El poder de los anteojos de sol


Los anteojos de sol, ya no son una moda. Llegaron se quedaron y otorgan un poder interesante.

Cuando miramos televisión podemos ver a los actores y actrices sin ser vistos (por ellos y por ellas). Entonces, hacemos comentarios, expresamos admiración, odio, rencor, violencia, lanzamos valoraciones, críticas, opiniones… sin ser vistos ni oídos, Según el novelista Javier Marías, éste es el secreto del éxito de la televisión.

Las personas a las que vemos sin ser vistos por ellas (y sobre las que opinamos, a las que criticamos, con las que nos comparamos) no existen. Por ejemplo, Alex, la obrera-bailarina de la recordada película Flashdance, no existe en la realidad. Quien existe es la actriz Jeniffer Beals, pero de ella no sabemos casi nada al ver a Alex en la película.

Más. Cuando Jeniffer Beals actúa unos pocos minutos como Jeniffer Beals en Caro diario, el genial largometraje de Nanni Moretti, tampoco es, en realidad, la Jeniffer a quien conocemos en esa breve escena en las calles de Roma. Aunque ella responda al nombre de Beals cuando el actor-director la interpela, en uno de los momentos más desopilantes de la película, en realidad todo sigue siendo ficción.

Algo parecido pasa en los reality shows, que han ganado hoy presencia invasiva en la vida de tanta gente masificada: los protagonistas de esos programas televisivos no dejan de ser actores. No forman parte de nuestras vidas (y nosotros, mucho menos de las de ellos); en verdad, de reality tienen muy poco.

De todos modos, los supuestos más importantes, más interesantes, más jugosos y, acaso, más graves y peligrosos del poder de ver sin ser visto, se dan cuando uno mira a personas reales.

Los anteojos de sol son un arma imprevisible, como todas las armas, Permiten, enfocar, sin ser visto. Hace unos años, un amigo me dijo que me quería presentar a su novia, con la que había decidido casarse al poco tiempo de conocerla. La chica no se sacó los anteojos de sol durante todo el rato que compartimos los tres al mediodía, en un café. En suma, no pude conocerla demasiado.

Pero en un momento, no sé bien por qué, se bajó ligeramente los lentes hasta la punta de la nariz y miró a una persona que pasaba. Fue un instante. Ahí pude conocerla algo más. Hasta ese incidente, sus anteojos negros no sólo le permitían a ella escrutarme sin ser vista (por mí); además, me impedían –a mí– mirar a los ojos de la amada de mi amigo, con quien había decidido (mi amigo) compartir el resto de su vida, para tratar de conocerla (yo) un poco más; o mejor. Tuve que esperar unos meses y después la pude conocer “desenmascarada”.

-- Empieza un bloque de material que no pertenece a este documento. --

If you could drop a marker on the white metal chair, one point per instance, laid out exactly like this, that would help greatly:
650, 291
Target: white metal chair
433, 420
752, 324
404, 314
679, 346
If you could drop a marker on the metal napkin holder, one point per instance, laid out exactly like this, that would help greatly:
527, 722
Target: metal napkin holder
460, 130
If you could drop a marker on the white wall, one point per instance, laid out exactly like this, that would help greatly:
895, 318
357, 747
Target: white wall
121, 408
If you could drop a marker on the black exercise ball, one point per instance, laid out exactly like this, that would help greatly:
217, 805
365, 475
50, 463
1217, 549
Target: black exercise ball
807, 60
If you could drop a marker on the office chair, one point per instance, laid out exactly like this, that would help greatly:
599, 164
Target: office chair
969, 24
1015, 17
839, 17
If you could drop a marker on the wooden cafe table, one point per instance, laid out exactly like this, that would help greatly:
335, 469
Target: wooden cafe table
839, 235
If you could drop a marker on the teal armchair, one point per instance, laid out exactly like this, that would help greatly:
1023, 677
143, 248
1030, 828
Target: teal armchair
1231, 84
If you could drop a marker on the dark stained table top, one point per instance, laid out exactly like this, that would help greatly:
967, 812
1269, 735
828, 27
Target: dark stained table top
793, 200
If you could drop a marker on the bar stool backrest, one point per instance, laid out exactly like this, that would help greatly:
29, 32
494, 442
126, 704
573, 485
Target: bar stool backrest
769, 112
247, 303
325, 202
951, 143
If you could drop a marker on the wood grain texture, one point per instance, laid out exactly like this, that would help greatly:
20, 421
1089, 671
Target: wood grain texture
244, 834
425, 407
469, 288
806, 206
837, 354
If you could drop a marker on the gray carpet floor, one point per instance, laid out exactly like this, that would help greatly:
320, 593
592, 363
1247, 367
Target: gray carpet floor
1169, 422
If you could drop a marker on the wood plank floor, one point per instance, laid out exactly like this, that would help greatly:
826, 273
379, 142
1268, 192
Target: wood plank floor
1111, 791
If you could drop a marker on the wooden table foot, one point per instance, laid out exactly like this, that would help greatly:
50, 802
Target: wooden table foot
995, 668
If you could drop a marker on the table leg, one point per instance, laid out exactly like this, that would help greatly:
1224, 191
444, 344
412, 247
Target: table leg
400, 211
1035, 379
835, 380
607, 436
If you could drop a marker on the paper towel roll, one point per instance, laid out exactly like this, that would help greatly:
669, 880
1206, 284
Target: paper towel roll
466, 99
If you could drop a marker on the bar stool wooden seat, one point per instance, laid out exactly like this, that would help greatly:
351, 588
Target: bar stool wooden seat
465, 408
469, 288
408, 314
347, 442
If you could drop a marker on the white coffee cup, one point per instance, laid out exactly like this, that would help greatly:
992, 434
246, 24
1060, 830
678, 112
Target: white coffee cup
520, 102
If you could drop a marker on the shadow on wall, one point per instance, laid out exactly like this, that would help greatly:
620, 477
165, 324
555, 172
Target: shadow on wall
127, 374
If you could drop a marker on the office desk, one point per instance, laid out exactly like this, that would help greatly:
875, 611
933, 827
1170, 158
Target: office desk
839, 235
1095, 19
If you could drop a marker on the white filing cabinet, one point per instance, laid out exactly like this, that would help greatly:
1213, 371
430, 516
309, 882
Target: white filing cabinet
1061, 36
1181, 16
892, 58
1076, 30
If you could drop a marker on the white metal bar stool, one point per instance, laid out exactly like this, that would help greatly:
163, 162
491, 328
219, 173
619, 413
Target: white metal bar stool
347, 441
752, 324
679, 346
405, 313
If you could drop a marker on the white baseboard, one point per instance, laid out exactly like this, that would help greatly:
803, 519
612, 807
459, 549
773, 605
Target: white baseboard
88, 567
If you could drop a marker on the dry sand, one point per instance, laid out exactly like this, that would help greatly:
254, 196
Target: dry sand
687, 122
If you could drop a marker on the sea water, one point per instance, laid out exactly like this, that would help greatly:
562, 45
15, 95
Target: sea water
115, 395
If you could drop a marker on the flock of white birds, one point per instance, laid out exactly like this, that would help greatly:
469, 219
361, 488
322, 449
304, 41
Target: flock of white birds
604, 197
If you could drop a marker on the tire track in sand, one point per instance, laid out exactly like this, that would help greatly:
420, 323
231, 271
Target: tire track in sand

Tal vez lo mejor sea, como hace sin querer queriendo el Fantasma de la Opera, dejar que una bella dama nos saque el antifaz y descubra que se aplica a todo desenmascarado aquello que Jane Austen pone en boca de Elizabeth Bennet en Orgullo y prejuicio: “La impresión que uno se forma de una persona mejora cuando se lo observa mejor y más de cerca”…

Lo cierto es que le permite al ya desenmascarado ver mejor a su amada Christine y, a ella, verlo mejor al ex Fantasma, en ambos casos una y otro siendo vistos por el otro.

Seguramente, si se trata de amor –o, por lo menos, de construir una comunidad en la que den más ganas de vivir– los anteojos de sol y las máscaras afines deberán encontrar su lugar en el destierro.

Habrá que quitarse la careta por amor, como cantaba Zas, aguantarse el sol y, así, dar un paso más en pos de la supervivencia.